The new class libraries
Java 1.1 also saw the addition of new class libraries, as well as expanded existing libraries. Licensees -- including Microsoft -- are required to incorporate core APIs six months after first customer ship (FCS). Class libraries are divided into core APIs and extension APIs. Most of the new class libraries belong to core APIs. These include: Java Database Connection (JDBC), class library signing, Remote Method Invocation (RMI), Internationalization, and JavaBeans (including the new event model), Introspection, and Persistence. These APIs have been covered in great detail in many trade journals and books.
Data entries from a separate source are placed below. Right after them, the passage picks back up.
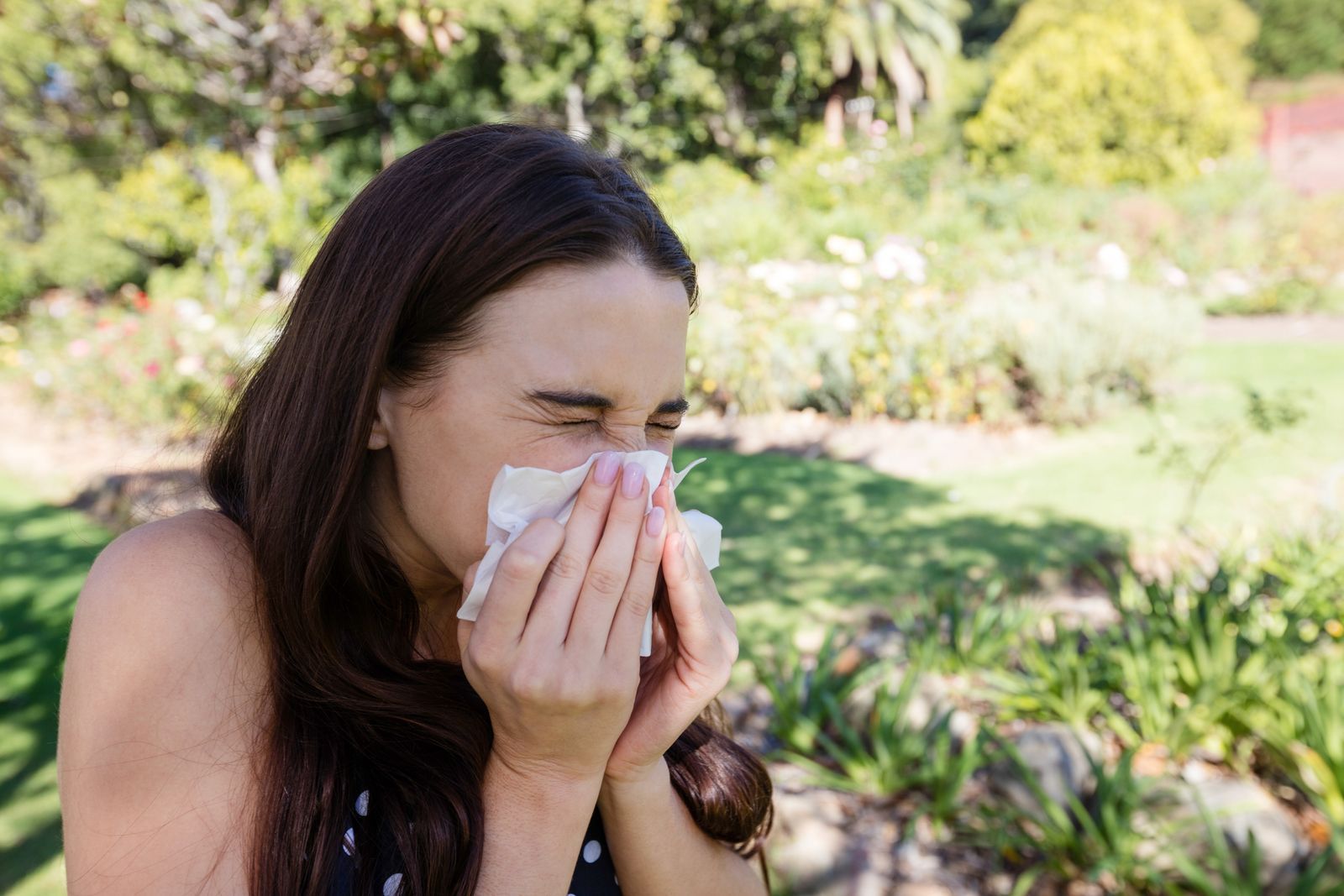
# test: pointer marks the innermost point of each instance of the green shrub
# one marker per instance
(1077, 344)
(1095, 92)
(1299, 36)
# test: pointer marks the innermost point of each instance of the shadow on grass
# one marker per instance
(45, 557)
(804, 537)
(799, 537)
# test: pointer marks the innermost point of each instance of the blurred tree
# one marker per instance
(1299, 36)
(1106, 90)
(909, 40)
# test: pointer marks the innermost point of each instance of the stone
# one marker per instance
(1242, 808)
(810, 844)
(921, 888)
(1058, 757)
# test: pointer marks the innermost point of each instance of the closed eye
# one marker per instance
(662, 426)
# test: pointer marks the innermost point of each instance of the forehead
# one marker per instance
(616, 327)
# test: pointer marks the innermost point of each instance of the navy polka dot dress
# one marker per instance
(595, 873)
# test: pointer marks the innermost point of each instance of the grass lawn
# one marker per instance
(801, 539)
(1099, 476)
(806, 537)
(45, 553)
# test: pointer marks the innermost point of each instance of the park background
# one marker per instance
(1019, 367)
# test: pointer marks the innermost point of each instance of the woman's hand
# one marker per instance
(555, 649)
(678, 681)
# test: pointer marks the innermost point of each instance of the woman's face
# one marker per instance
(613, 332)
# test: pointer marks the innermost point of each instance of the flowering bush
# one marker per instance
(867, 336)
(136, 360)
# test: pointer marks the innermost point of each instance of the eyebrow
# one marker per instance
(575, 398)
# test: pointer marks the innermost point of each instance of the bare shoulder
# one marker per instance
(161, 708)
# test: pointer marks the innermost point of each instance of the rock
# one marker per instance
(1058, 757)
(1242, 808)
(810, 844)
(921, 889)
(750, 711)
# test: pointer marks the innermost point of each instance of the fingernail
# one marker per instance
(632, 479)
(606, 466)
(655, 521)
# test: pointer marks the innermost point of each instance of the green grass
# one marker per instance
(806, 537)
(45, 555)
(801, 540)
(1097, 474)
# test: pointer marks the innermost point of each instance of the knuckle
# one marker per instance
(521, 563)
(564, 566)
(638, 604)
(734, 649)
(606, 580)
(595, 500)
(483, 658)
(526, 683)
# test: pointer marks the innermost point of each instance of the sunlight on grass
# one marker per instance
(45, 555)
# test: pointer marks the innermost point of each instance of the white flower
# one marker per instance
(188, 364)
(848, 249)
(1113, 262)
(897, 257)
(1175, 277)
(1229, 282)
(187, 308)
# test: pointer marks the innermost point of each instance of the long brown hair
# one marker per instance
(394, 291)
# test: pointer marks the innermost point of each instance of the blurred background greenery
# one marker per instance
(1079, 264)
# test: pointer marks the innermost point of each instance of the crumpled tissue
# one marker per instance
(523, 493)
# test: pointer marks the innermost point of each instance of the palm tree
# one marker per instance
(911, 39)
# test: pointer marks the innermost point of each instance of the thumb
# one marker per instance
(464, 626)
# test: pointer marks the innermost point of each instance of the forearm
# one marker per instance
(655, 842)
(534, 831)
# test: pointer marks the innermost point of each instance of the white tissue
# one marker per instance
(526, 493)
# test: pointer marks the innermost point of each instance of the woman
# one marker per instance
(277, 696)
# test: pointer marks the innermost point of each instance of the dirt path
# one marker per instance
(1276, 328)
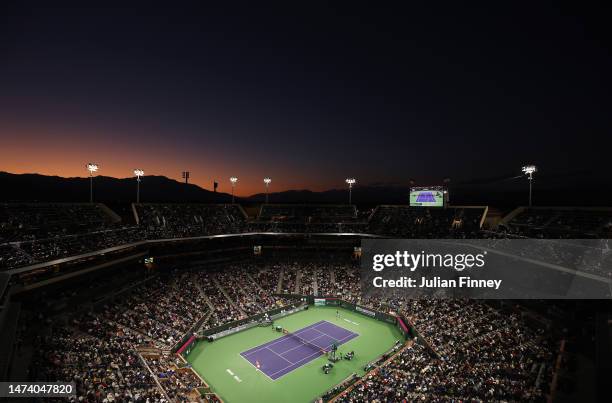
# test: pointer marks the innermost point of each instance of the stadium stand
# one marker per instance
(559, 222)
Suffice it to say, the additions are fundamentally sound and give Java the level of functionality required for large-scale enterprise deployment.

At JavaOne back in April, JavaSoft announced the Java Foundation Classes (JFC). Based on Netscape's Internet Foundation Classes, these are sets of GUI components layered on the AWT and IFC. It is crucial that the JFC be rolled out quickly. In fact, it is disappointing that JavaSoft didn't release a high-performance set of GUI components earlier.

Show me the IIOP
On the down side, one major piece of functionality that should have been included in Java 1.1 (and is sorely missing) is support for the Internet Inter-Orb Protocol (IIOP). Distributed-object fiends understand the tragedy of this oversight. But for you readers who are not privy to the IIOP story, I'll try to give the world's fastest IIOP explanation now.
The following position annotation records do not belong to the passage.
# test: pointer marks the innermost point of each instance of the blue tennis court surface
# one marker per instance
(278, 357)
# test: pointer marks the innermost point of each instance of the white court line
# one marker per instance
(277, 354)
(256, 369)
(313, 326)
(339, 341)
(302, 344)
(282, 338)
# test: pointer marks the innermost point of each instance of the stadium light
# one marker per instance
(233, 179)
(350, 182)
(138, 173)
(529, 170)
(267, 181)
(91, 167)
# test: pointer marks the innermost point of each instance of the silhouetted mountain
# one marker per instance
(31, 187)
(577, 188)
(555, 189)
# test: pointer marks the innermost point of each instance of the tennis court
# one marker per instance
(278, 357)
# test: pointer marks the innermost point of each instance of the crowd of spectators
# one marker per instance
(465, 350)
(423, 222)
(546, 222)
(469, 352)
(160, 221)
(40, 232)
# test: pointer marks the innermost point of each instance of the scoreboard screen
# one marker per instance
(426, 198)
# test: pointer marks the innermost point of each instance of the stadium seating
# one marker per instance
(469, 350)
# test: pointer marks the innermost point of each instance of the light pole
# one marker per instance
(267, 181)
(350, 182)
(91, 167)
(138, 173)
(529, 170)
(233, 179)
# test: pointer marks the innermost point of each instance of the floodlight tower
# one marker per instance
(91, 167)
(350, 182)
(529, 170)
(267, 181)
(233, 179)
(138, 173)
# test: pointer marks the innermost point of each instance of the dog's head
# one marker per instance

The Object Management Group has defined a standard for how objects can interact across machine boundaries. The standard is called Common Object Request Broker Architecture (CORBA). This standard defines how a piece of software -- called an Object Request Broker (ORBs) -- exposes local objects for use by ORBs on other machines or process spaces. The protocol used by the ORBs for communication is IIOP. To expose an object to an ORB, or to use an object, the interface to the object must be defined using the Interface Definition Language (IDL). IDL is similar to C/C++ header files.

On the surface, this process may seem very similar to RMI and Microsoft's DCOM. However, CORBA is technically superior. Developers will be able to easily make their objects transactional, concurrent, and persistent (among other characteristics) by mixing in vendor-supplied libraries.

IIOP in two paragraphs. I think that's a new record! For a more detailed analysis of CORBA and IIOP, I recommend you read one of Dan Harkey and Robert Orfali's classic client/server and distributed object books.